There’s a lot that goes into whether an athlete’s activism comes at a cost. In general, anything that happens away from the field or the court is a lot easier to ignore.
Race is indisputably a major factor in this equation. There are some white NBA head coaches who speak with total disdain toward Donald Trump. They have not faced nearly the wrath that has been directed toward African-American athletes for speaking out with the same beliefs.
The bottom line is that Tim Tebow received a free pass for his political beliefs while Colin Kaepernick has been vilified.
Why is there such social pressure to separate sports from politics? Is that goal even feasible or realistic?
Many people expect sports to be escapism — a complete break from real life. But athletes are real people, placed on a giant stage, and they know that have a unique ability to be heard.
For a long time, the biggest stars in sports like Michael Jordan stayed virtually silent because they understood there was a cost to speaking out. But today our biggest sports stars like LeBron James want to be heard. LeBron James sets a standard — not only for NBA players, but for all athletes — that activism is part of the job as a sports role model.
And, we are not going to separate sports and politics as long as team owners come calling asking for hundreds of millions of dollars to build them new stadiums. And they are never going to stop asking.
American sports have long been at the center of some of the major political debates and struggles of our time. What are some notable examples of activist athletes who’ve fought for social justice causes beyond the field of play?
In terms of being fearlessly outspoken, Muhammad Ali is really the defining figure in sports activism. Many athletes have taken a stand or been outspoken, but Ali is unique in that he rose to become then the most famous athlete in the world and risked his entire livelihood to stand for what he believed in.
In terms of transforming our lives, it is hard to overstate the importance of Jackie Robinson. When he broke baseball’s segregation barrier, the Montgomery bus boycott had not happened yet. The lunch counter sit-ins, the Freedom Rides, they had not happened yet. Martin Luther King told Robinson that he made the civil rights movement possible.
There’s a movie out about Billie Jean King and her famous tennis match against Bobby Riggs. King fought, not only by example but also with relentless activism, for the place of women and girls on the court and the fields. Tens of millions of girls have benefited from what King and the women pioneers of American sports made possible.
A 1951 comic book cover of Jackie Robinson, who broke the American Baseball League color barrier.
What are some other ways in which sports and politics are linked in ways fans perhaps might not think of or realize?
Sports language is so much a part of politics that we don’t even notice it. Candidates in debates try to land “knock-out blows.” Desperate leaders go for the “Hail Mary pass.” Successful political moments are a “home run.”

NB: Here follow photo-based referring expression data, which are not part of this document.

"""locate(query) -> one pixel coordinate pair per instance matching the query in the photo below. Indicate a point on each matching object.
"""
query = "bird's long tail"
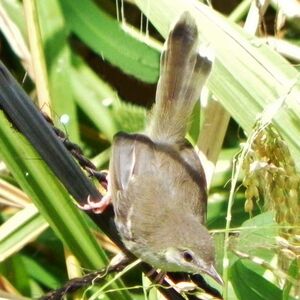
(183, 73)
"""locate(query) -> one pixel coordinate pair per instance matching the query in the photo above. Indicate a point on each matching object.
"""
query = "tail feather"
(183, 74)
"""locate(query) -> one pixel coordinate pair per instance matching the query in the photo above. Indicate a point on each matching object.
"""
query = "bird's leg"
(99, 207)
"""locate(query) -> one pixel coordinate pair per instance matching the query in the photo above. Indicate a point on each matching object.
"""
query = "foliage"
(93, 59)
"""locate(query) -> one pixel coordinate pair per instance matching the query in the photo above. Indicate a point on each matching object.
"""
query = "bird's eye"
(187, 256)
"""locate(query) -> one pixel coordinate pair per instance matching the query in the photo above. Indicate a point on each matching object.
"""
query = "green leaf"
(247, 75)
(19, 230)
(49, 196)
(57, 52)
(249, 285)
(103, 34)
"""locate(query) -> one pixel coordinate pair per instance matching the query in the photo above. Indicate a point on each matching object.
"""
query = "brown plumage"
(157, 182)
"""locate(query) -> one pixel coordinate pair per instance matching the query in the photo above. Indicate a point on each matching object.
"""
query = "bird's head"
(186, 247)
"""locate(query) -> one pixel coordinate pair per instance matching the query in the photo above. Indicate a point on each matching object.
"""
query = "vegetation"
(98, 63)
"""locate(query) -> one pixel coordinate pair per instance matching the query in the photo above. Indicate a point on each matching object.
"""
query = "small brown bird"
(157, 183)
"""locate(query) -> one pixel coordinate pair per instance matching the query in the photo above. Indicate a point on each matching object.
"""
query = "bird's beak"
(212, 272)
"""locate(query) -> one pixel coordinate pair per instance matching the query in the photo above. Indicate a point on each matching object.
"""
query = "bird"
(156, 181)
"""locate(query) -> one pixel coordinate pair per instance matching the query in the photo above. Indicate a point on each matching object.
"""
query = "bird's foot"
(98, 207)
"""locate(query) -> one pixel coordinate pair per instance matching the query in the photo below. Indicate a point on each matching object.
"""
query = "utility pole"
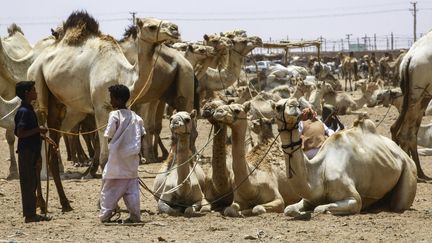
(133, 17)
(365, 41)
(387, 43)
(414, 11)
(348, 36)
(392, 40)
(375, 42)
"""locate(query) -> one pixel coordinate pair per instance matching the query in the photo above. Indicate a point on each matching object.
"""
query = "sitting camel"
(256, 183)
(344, 103)
(220, 180)
(354, 169)
(178, 189)
(392, 97)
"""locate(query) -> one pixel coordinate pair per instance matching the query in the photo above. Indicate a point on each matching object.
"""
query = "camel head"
(232, 34)
(14, 28)
(209, 109)
(182, 122)
(201, 50)
(262, 125)
(221, 44)
(244, 45)
(157, 31)
(230, 114)
(287, 113)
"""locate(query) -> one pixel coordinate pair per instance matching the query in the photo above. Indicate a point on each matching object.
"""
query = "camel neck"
(265, 134)
(144, 66)
(219, 169)
(182, 155)
(240, 166)
(298, 163)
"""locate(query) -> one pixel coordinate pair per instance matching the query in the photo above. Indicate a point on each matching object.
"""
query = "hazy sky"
(276, 19)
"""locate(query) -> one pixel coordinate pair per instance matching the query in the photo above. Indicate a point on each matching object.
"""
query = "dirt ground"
(82, 224)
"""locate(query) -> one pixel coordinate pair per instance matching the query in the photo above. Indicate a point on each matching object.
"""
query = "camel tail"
(425, 152)
(403, 194)
(196, 95)
(404, 84)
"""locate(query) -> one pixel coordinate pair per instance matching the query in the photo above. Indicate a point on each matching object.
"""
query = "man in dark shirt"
(29, 145)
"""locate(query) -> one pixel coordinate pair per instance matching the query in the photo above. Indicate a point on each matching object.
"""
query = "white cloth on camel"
(125, 129)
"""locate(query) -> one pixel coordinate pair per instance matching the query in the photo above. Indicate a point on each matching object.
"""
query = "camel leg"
(101, 152)
(275, 206)
(13, 169)
(403, 193)
(342, 207)
(165, 208)
(298, 209)
(40, 202)
(67, 145)
(147, 113)
(158, 128)
(233, 210)
(54, 121)
(88, 124)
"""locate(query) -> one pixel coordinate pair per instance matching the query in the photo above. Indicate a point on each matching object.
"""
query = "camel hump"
(13, 28)
(365, 123)
(79, 26)
(131, 30)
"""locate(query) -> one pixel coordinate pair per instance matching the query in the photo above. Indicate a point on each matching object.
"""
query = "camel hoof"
(205, 209)
(259, 209)
(12, 176)
(320, 209)
(304, 216)
(231, 212)
(67, 208)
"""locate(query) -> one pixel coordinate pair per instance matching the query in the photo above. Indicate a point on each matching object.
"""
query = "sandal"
(37, 218)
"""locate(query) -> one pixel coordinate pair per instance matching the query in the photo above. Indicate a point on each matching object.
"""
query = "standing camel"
(415, 80)
(76, 72)
(349, 68)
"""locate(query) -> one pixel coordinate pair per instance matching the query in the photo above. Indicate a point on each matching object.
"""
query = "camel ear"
(193, 114)
(139, 23)
(246, 106)
(273, 105)
(230, 101)
(189, 48)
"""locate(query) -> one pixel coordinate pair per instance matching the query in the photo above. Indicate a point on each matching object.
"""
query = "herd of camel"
(354, 169)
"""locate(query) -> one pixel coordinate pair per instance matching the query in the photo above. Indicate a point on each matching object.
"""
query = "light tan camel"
(215, 79)
(173, 78)
(16, 55)
(180, 185)
(15, 45)
(349, 69)
(221, 45)
(82, 65)
(344, 103)
(416, 87)
(392, 97)
(8, 109)
(220, 180)
(354, 169)
(255, 182)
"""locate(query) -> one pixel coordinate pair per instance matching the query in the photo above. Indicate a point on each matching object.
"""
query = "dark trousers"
(28, 180)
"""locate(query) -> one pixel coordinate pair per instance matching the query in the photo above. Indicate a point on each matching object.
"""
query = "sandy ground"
(82, 224)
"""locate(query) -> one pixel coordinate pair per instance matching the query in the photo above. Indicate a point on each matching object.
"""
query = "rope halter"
(293, 146)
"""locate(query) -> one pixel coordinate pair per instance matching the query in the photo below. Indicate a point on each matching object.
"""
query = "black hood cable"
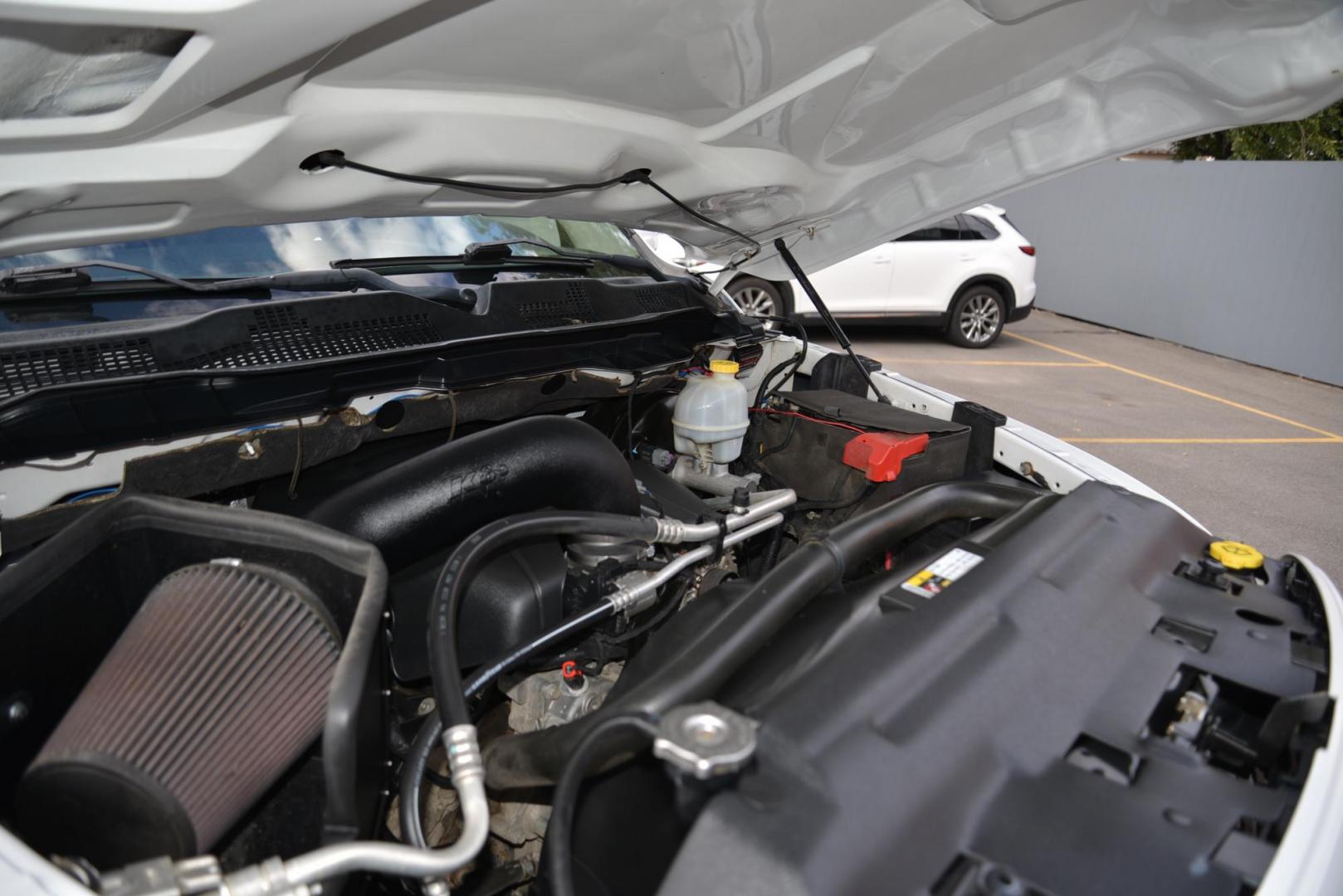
(328, 158)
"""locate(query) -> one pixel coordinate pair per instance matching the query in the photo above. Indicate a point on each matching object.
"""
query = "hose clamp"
(464, 755)
(632, 596)
(669, 531)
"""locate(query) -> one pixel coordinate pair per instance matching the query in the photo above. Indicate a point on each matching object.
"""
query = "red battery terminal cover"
(881, 455)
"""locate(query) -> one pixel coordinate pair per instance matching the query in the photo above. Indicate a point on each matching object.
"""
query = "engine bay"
(708, 626)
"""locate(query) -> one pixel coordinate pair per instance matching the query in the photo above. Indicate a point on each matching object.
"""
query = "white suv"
(967, 275)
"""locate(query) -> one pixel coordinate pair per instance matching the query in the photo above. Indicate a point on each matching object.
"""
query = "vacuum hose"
(703, 666)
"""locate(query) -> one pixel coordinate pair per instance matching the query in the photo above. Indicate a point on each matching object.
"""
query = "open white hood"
(860, 119)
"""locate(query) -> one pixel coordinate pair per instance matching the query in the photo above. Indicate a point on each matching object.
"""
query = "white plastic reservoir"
(710, 421)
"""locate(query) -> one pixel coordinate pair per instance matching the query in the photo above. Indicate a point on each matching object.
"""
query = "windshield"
(252, 251)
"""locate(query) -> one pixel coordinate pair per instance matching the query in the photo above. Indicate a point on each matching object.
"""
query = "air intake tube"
(442, 496)
(703, 666)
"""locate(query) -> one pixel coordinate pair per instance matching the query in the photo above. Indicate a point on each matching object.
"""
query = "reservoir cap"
(1234, 555)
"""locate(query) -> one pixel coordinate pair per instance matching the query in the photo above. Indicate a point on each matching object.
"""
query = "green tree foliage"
(1315, 139)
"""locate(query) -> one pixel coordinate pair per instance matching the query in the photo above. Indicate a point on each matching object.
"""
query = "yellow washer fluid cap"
(724, 367)
(1233, 555)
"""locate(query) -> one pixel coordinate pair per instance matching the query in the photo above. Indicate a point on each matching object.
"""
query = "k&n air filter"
(214, 689)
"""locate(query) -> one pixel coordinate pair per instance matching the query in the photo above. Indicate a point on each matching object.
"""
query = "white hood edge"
(833, 125)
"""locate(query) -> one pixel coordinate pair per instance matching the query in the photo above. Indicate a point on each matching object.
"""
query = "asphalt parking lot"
(1251, 453)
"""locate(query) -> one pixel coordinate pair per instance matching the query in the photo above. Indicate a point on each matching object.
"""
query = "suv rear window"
(945, 229)
(978, 229)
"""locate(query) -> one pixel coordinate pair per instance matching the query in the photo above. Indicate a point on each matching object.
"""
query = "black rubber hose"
(438, 497)
(587, 754)
(413, 770)
(466, 561)
(706, 664)
(417, 759)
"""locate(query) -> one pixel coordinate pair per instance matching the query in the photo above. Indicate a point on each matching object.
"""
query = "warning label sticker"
(938, 575)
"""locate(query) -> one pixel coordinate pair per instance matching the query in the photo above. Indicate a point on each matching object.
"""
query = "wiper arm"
(499, 253)
(497, 249)
(426, 261)
(49, 278)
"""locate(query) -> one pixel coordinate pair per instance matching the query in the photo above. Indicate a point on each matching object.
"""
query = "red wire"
(814, 419)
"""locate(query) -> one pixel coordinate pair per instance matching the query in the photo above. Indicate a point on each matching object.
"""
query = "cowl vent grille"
(574, 306)
(657, 299)
(282, 336)
(27, 370)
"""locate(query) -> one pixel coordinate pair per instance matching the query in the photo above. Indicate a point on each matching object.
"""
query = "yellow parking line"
(952, 360)
(1177, 386)
(1199, 441)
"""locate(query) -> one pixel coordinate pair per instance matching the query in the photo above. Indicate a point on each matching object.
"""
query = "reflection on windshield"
(252, 251)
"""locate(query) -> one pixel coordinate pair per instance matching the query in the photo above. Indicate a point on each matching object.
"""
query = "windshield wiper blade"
(70, 277)
(427, 261)
(497, 249)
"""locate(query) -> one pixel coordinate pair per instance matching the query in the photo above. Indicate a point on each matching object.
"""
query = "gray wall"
(1240, 258)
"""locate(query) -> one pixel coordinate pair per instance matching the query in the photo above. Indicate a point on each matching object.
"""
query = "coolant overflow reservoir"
(711, 418)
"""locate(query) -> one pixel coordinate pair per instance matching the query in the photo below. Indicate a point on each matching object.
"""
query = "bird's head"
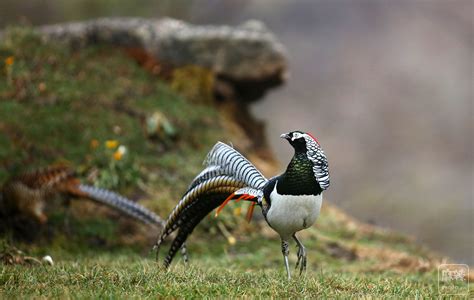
(306, 143)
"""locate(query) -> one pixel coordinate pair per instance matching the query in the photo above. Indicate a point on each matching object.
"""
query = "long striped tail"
(120, 203)
(228, 176)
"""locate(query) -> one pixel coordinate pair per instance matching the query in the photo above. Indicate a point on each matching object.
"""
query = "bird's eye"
(295, 136)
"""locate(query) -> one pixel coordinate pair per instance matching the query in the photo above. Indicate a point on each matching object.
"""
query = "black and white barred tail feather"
(228, 175)
(236, 165)
(193, 200)
(121, 203)
(200, 210)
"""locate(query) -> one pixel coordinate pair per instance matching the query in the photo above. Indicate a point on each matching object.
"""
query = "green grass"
(130, 275)
(54, 101)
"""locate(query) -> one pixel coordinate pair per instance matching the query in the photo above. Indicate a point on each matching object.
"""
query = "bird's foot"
(301, 259)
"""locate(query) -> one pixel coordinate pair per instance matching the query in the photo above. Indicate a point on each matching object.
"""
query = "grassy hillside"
(77, 107)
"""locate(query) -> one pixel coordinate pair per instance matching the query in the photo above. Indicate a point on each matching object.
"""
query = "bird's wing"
(228, 176)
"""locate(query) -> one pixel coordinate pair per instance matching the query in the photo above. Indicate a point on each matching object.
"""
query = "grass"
(54, 101)
(129, 275)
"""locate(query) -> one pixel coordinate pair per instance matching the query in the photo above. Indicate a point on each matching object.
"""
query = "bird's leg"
(184, 252)
(301, 255)
(285, 251)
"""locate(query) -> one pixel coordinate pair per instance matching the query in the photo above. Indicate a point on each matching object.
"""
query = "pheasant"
(290, 202)
(28, 193)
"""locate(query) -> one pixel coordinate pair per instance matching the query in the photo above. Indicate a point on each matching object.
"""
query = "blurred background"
(386, 86)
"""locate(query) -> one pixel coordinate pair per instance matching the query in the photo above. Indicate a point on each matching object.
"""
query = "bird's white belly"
(290, 213)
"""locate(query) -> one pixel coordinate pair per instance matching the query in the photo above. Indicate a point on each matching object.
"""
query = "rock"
(247, 56)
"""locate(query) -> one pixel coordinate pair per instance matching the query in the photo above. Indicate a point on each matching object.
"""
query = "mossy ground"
(55, 101)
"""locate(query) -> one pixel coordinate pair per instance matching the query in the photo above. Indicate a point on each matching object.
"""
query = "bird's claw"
(301, 259)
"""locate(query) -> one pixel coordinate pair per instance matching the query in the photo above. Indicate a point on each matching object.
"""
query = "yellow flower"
(120, 152)
(238, 211)
(9, 60)
(118, 155)
(94, 143)
(231, 240)
(111, 144)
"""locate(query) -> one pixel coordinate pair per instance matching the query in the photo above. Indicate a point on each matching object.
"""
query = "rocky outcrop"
(246, 59)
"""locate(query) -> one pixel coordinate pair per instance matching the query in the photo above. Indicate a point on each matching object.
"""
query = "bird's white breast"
(291, 213)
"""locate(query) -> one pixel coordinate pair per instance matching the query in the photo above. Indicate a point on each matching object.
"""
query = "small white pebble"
(48, 260)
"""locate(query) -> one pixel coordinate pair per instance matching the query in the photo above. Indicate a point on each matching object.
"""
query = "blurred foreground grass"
(55, 102)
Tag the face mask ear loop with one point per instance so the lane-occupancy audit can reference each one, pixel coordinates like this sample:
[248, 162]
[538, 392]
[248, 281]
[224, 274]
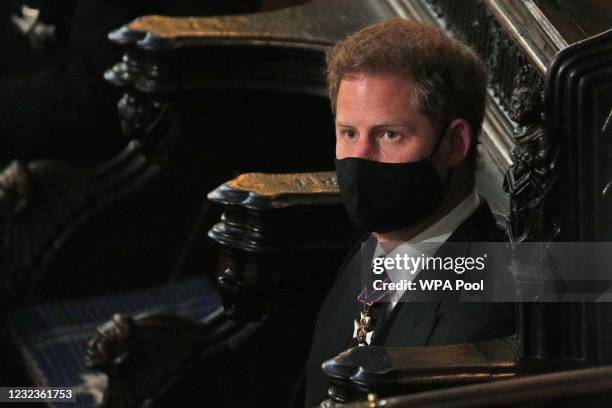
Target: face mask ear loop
[449, 173]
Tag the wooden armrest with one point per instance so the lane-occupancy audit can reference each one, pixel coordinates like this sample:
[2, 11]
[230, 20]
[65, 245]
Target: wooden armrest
[396, 370]
[284, 236]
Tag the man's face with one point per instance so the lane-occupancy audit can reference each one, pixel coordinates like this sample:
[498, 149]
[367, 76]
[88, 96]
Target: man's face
[375, 120]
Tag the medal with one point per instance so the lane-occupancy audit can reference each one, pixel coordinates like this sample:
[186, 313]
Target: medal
[363, 331]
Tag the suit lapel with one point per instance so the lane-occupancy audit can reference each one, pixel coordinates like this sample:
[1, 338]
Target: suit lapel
[417, 318]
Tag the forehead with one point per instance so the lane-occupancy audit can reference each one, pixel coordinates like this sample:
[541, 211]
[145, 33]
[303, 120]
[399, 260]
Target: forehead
[372, 99]
[374, 95]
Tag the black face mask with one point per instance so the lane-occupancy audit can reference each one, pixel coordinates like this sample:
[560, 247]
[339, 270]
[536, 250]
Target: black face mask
[383, 197]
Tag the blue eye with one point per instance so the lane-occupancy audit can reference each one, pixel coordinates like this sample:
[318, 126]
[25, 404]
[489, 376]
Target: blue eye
[349, 133]
[391, 135]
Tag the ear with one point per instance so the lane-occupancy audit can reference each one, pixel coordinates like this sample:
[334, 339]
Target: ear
[458, 142]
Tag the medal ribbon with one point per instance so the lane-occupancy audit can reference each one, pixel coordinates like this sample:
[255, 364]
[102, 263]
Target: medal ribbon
[368, 299]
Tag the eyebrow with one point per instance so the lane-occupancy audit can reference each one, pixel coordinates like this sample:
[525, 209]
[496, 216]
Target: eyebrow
[377, 126]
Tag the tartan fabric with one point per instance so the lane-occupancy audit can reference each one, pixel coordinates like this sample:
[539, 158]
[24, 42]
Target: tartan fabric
[52, 337]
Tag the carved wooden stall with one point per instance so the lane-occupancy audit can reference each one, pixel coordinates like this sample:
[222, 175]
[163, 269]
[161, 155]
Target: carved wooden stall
[544, 134]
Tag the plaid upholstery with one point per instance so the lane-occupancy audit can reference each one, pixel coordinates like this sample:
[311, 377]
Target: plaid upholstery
[52, 337]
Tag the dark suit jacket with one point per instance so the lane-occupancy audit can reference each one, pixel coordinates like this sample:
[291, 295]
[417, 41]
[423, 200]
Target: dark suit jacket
[446, 321]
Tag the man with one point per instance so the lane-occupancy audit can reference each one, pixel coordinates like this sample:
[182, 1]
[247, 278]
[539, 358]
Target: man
[409, 104]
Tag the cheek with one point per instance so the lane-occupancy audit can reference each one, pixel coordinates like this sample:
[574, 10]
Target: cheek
[409, 151]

People know that events like the Olympics are partially, or largely, a political effort on the part of a host country. But I think we underestimate just how powerful these events can be. China hosted the summer Olympics in 2008. Polls showed that just those few weeks of athletic competition made Americans take a more favorable view of the country and its government.
Should fans expect the world of sports to become more politicized in the future? What are some trends to expect?
There used to be interactions between sports and politics that were purely ceremonial. The president would call to congratulate the championship coach. Championship teams would be invited to the White House, and everyone would smile and say nice things. No one thought much about it and no one objected.
But even those traditional interactions are now deeply divisive. So the battle lines between sports and politics are only going to harden because athletes do not like being told to pipe down, and there’s no one who can make them.